A Lambda authorizer is a Lambda function that API Gateway invokes before dispatching a request to the backend. The authorizer:

  1. Extracts and validates the identity token (typically a Cognito JWT).
  2. Extracts authorization-relevant claims (roles, group memberships, tenant_id, custom attributes injected by a pre-token hook).
  3. Calls a policy engine (e.g. AVP IsAuthorized) with (principal, action, resource, context).
  4. Returns an IAM policy document with Allow / Deny.
  5. API Gateway enforces (forwards on Allow, 403s on Deny) and caches the decision keyed by token + route.

(Source: sources/2026-02-05-aws-convera-verified-permissions-fine-grained-authorization)

Why it works

  • Stateless compute (Lambda) on an event-driven trigger (API Gateway) matches the per-request authorization workload shape; scales with API traffic, pays per invocation.
  • Decision caching at API Gateway hides the Lambda invocation entirely on cache hit — submillisecond end-to-end, with the full evaluation only on cache miss.
  • Decouples authorization from backend code. Backends don't embed authorization; the authorizer owns it. Backend changes don't touch authz, authz changes don't touch backends.
  • Works across protocols. Same authorizer in front of REST, HTTP, and WebSocket API Gateway variants.
  • Natural integration with policy-engine managed services. AVP + Cedar, OPA, Oso Cloud, Permify, Cerbos — any HTTP-callable policy engine fits.

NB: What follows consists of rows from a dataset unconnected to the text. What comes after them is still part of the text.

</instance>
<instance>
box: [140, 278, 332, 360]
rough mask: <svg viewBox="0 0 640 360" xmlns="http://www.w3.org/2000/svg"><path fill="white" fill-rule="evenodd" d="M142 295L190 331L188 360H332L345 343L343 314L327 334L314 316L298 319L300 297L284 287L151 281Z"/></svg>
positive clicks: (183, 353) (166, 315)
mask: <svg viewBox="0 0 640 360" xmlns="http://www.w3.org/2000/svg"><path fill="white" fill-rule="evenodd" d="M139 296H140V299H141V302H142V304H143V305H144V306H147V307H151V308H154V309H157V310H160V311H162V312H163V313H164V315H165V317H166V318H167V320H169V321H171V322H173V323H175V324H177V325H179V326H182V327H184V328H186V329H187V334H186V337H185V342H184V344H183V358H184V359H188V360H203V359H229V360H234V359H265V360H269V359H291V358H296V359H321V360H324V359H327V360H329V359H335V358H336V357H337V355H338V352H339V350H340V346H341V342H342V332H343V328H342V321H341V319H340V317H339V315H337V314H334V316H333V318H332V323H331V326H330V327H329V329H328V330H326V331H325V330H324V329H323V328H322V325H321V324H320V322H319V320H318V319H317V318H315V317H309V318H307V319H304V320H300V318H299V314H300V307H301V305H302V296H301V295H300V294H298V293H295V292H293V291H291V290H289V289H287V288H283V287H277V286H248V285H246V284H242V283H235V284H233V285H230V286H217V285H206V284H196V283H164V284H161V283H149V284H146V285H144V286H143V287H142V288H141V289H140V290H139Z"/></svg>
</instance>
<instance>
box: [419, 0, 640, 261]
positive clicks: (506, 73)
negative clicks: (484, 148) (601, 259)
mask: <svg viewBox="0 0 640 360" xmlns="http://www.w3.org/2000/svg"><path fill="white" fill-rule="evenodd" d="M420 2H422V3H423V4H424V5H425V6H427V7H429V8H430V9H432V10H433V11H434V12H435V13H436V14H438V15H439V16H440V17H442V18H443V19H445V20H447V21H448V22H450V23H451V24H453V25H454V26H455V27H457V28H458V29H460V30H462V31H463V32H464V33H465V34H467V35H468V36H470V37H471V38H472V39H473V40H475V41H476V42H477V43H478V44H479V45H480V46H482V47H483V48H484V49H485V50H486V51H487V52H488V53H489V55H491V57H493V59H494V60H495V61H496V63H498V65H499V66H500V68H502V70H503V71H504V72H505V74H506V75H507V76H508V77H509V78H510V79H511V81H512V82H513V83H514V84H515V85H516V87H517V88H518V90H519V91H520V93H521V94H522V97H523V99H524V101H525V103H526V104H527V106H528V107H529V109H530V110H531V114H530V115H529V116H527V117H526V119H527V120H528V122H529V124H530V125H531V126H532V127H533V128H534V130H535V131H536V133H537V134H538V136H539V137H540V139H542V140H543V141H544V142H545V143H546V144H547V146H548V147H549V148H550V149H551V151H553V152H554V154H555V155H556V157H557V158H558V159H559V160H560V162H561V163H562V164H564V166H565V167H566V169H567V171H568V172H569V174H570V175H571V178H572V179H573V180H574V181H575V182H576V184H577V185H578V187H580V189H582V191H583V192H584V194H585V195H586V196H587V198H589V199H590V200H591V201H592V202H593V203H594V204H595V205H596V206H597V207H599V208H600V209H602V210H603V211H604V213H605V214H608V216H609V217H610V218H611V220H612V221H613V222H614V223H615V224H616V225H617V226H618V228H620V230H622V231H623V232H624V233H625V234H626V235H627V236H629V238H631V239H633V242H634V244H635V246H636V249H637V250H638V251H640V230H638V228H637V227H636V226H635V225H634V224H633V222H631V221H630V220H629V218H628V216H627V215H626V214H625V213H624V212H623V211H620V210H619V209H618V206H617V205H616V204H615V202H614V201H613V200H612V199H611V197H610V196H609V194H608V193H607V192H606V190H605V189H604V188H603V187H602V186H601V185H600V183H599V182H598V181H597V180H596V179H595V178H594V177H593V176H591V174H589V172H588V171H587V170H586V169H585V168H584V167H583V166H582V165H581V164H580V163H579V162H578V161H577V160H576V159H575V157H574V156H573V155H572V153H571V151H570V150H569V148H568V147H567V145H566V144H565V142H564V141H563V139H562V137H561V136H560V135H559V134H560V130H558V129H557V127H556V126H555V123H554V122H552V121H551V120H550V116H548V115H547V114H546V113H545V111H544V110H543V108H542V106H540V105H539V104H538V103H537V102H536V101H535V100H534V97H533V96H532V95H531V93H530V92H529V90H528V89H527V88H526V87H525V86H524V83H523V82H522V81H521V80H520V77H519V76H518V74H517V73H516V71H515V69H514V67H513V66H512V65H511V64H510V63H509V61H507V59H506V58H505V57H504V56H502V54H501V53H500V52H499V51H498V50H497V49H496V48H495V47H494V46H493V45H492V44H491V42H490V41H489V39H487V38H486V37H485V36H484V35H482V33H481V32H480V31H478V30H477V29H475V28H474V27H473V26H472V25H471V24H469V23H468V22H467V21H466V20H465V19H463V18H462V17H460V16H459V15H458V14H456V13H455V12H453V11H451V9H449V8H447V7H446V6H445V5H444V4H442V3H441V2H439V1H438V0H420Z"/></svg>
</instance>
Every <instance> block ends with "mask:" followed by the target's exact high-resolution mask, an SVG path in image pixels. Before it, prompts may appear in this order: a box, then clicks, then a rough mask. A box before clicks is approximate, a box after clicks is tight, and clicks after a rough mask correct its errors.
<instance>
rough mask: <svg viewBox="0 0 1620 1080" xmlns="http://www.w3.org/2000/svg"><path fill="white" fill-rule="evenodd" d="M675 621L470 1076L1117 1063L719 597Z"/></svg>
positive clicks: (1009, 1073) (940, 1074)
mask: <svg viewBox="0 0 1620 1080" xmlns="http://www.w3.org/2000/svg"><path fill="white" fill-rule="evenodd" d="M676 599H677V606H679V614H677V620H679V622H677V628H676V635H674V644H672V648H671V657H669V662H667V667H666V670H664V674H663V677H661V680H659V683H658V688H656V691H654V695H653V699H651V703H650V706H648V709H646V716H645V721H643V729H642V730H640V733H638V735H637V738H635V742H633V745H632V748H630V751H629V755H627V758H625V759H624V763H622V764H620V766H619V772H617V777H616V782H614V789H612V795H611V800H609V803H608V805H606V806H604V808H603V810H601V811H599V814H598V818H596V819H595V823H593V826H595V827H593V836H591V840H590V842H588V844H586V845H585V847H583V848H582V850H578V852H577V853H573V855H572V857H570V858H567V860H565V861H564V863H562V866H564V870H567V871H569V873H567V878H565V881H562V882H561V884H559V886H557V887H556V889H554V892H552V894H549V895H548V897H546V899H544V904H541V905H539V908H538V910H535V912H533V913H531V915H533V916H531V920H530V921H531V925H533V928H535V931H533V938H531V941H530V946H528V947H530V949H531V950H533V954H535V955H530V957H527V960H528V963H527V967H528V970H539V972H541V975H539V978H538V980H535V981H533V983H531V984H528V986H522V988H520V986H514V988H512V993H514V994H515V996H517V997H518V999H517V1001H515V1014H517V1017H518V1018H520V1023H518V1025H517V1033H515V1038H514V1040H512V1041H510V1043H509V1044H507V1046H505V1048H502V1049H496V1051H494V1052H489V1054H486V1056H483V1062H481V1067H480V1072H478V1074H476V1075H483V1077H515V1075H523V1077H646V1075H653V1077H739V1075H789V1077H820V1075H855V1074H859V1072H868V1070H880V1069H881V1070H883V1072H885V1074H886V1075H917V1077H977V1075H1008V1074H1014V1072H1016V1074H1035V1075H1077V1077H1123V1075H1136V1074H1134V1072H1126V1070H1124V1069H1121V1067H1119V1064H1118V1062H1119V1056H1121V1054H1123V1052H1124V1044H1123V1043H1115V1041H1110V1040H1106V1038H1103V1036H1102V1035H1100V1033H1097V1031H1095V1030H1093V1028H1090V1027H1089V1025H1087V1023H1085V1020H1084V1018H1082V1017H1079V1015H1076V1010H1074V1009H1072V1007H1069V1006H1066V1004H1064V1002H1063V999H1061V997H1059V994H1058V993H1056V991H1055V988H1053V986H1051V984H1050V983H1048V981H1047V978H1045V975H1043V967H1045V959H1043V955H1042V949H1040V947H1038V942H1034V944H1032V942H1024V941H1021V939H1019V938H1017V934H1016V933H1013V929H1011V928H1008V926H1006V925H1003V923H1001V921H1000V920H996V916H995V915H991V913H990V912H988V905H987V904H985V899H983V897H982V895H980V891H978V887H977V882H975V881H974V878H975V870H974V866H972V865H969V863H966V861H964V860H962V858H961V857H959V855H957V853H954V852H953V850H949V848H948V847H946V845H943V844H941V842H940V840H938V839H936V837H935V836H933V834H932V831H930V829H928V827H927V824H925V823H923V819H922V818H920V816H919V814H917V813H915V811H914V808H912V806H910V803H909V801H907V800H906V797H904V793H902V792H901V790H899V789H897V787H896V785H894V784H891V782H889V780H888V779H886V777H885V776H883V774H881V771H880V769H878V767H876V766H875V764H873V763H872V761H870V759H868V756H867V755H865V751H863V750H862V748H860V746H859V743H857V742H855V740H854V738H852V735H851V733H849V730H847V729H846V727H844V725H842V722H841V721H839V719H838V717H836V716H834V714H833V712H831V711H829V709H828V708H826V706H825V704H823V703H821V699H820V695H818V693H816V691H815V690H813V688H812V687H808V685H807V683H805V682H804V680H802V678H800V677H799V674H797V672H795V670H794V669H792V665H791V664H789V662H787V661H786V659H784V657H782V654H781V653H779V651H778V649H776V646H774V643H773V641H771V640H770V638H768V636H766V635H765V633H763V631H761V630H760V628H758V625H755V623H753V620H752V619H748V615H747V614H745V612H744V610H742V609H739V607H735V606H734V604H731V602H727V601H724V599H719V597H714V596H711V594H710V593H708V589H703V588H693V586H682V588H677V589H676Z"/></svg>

Typical architecture (Convera production shape)

Client → API Gateway → [cache hit?] → forward to backend
                          ↓ (miss)
                        Lambda authorizer
                          ├── Validate JWT signature + expiry
                          ├── Extract claims (role, tenant_id, etc.)
                          ├── Look up policy store (static or tenant-indexed)
                          ├── Call AVP.IsAuthorized
                          ├── Build IAM policy (Allow/Deny)
                          └── Return → API Gateway caches + enforces

Convera reuses this shape across four modes:

  • Customer UI + API — single policy store, policies keyed by principal.role.
  • Internal customer-service — separate policy store, Okta-federated identity.
  • Machine-to-machine — per-service policy store, client-credentials token.
  • Multi-tenant SaaS — per-tenant policy store lookup via DynamoDB tenant_id → policy-store-id (patterns/per-tenant-policy-store).

Trade-offs

  • Cold-start latency on cache miss. Not a blocker for repeat traffic (decision cache absorbs it) but the first call of the day after idle scale-down pays Lambda cold-start plus AVP.
  • Cache TTL = policy-change propagation floor. If TTL = 5m, a policy tightening takes up to 5m to take effect. Must be tuned against policy-change frequency and tolerated staleness.
  • Token opacity. The authorizer needs access to whatever attributes the policies reference. If those aren't in the JWT (enrichment), the authorizer does a second lookup — reinstating the cost enrichment was supposed to eliminate.
  • Authorizer failure modes. On Lambda error, API Gateway can fail-open or fail-closed; fail-closed is the safe default for production. Not discussed in the Convera source.